Salt Lake City parents fume: What were school lunch workers thinking?
Sen. Todd Weiler, R-Woods Cross, left, and Sen. Jim Dabakis, D-Salt Lake City, speak to reporters in the doorway of Uintah Elementary School before stopping in for school lunch on Thursday. The school district apologized after about 30 students at the Salt Lake City school had their lunches thrown out because of outstanding balances on their food accounts. (Rick Bowmer / Associated Press)

As thousands of parents fume online, Utah school officials put a cafeteria manager and supervisor of a Salt Lake City elementary school on leave after the lunch food trays of 40 children were taken away and thrown out because there was no money in the students' lunch accounts.

The announcement, posted on the Salt Lake City School District's Facebook page on Friday morning, came after officials issued a public apology on the same social media forum.


"This situation could have and should have been handled in a different manner. We apologize," the district stated on its Facebook page.
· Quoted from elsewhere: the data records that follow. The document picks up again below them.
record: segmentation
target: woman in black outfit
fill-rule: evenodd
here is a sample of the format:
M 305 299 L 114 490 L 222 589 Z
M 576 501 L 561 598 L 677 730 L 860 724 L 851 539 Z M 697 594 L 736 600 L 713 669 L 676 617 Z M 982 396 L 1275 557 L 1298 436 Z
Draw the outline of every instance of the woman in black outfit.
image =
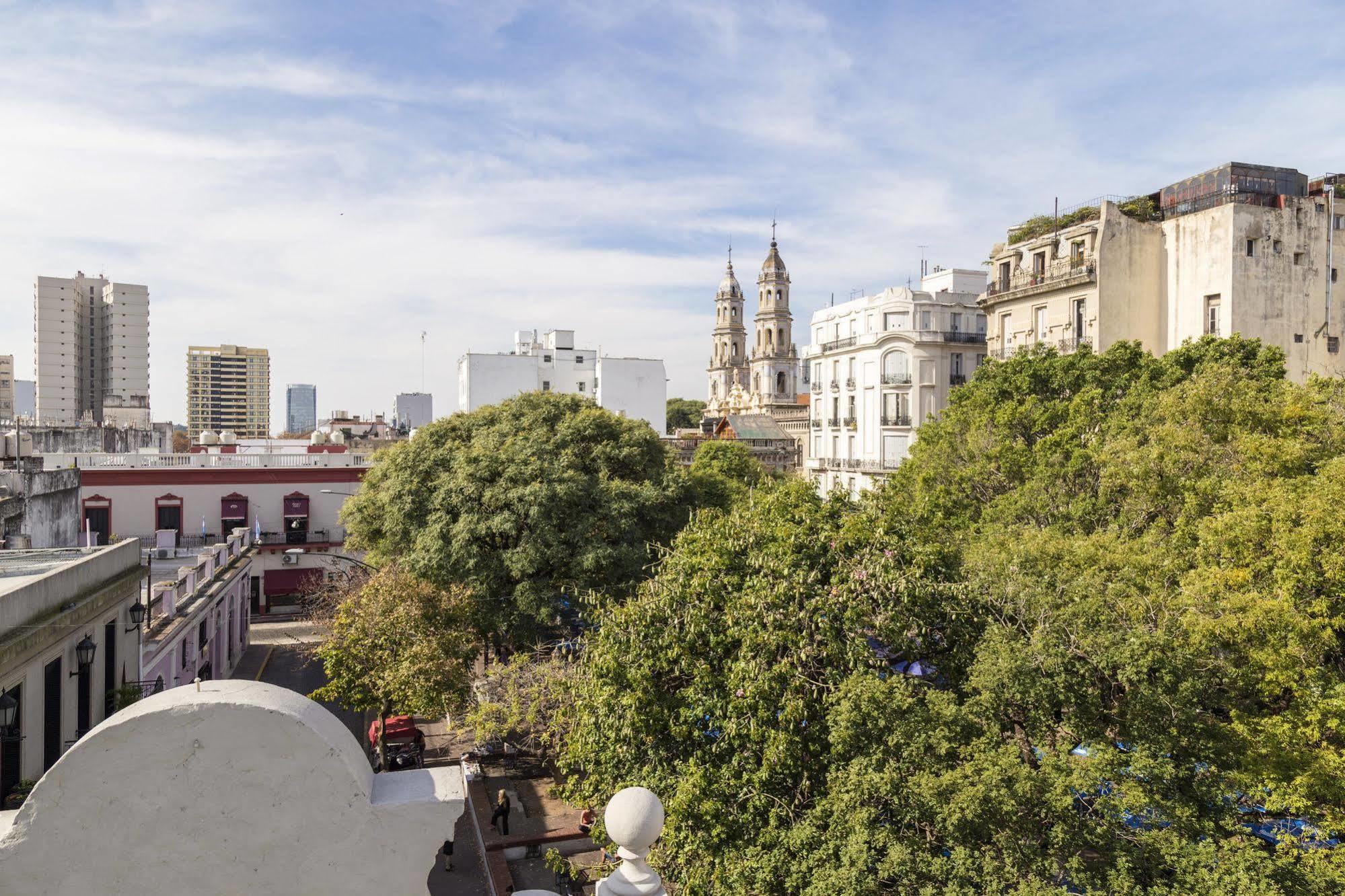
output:
M 503 790 L 495 796 L 495 813 L 491 815 L 491 827 L 508 837 L 508 794 Z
School officials also explained on their page why the lunches were seized in the first place:

School food service managers had called parents on Monday and Tuesday to inform them of negative balances on their kids' accounts.

"When lunch time came [on Tuesday], students who still had negative balances were told they could not have a full meal but were given a piece of fruit and milk for lunch," officials wrote.  "The district does this so children who don't have money for lunch can at least have some food and not go without."
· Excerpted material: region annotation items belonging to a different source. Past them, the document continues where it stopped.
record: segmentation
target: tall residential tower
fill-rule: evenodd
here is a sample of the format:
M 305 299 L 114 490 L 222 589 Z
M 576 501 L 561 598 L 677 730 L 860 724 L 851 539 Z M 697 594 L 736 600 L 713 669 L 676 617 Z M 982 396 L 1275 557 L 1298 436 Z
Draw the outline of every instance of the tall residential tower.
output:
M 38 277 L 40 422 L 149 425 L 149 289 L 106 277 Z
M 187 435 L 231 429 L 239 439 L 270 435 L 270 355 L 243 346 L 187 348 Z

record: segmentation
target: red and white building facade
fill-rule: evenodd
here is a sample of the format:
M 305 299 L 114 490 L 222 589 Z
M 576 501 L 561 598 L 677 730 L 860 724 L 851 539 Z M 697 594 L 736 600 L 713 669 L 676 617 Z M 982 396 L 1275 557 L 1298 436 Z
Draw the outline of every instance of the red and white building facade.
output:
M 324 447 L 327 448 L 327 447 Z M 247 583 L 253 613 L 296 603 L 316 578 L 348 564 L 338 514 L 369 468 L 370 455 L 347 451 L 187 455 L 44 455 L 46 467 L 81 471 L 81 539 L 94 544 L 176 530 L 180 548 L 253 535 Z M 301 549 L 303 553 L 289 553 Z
Children are served lunch before they get to the computer for payment, which is why those who didn't have enough money in their accounts had their normal food trays taken from them.

Lunches for elementary school students are $2, according to Salt Lake City School District's website.

But the statement did not appease many people -- nearly 7,000 had commented on the school's Facebook page -- and few seemed satisfied with the explanation.

"Is this what America has become??? Money is much more important than feeding children?" one commenter wrote.

Others demanded repercussions:

"I believe someone needs to be fired. This is not acceptable and that person does not need to be in any position that this could happen," another commenter said.

"These were the actions of a bully," another woman wrote. "Taking food away from children or adults and throwing it in the garbage is not only a waste of food and money, it is mean and stupid. ...

"I join the many voices outraged by this event. Children should never be deprived of food for any reason and should never be humiliated by people in authority. This was an unconscionable act and deserves swift and harsh response to prevent it EVER happening again."

In the apology, the district seemed to expect such feedback.

"We understand the feelings of upset parents and students who say this was an embarrassing and humiliating situation," the district wrote in the apology. "We again apologize and commit to working with parents in rectifying this situation and to ensuring students are never treated in this manner again."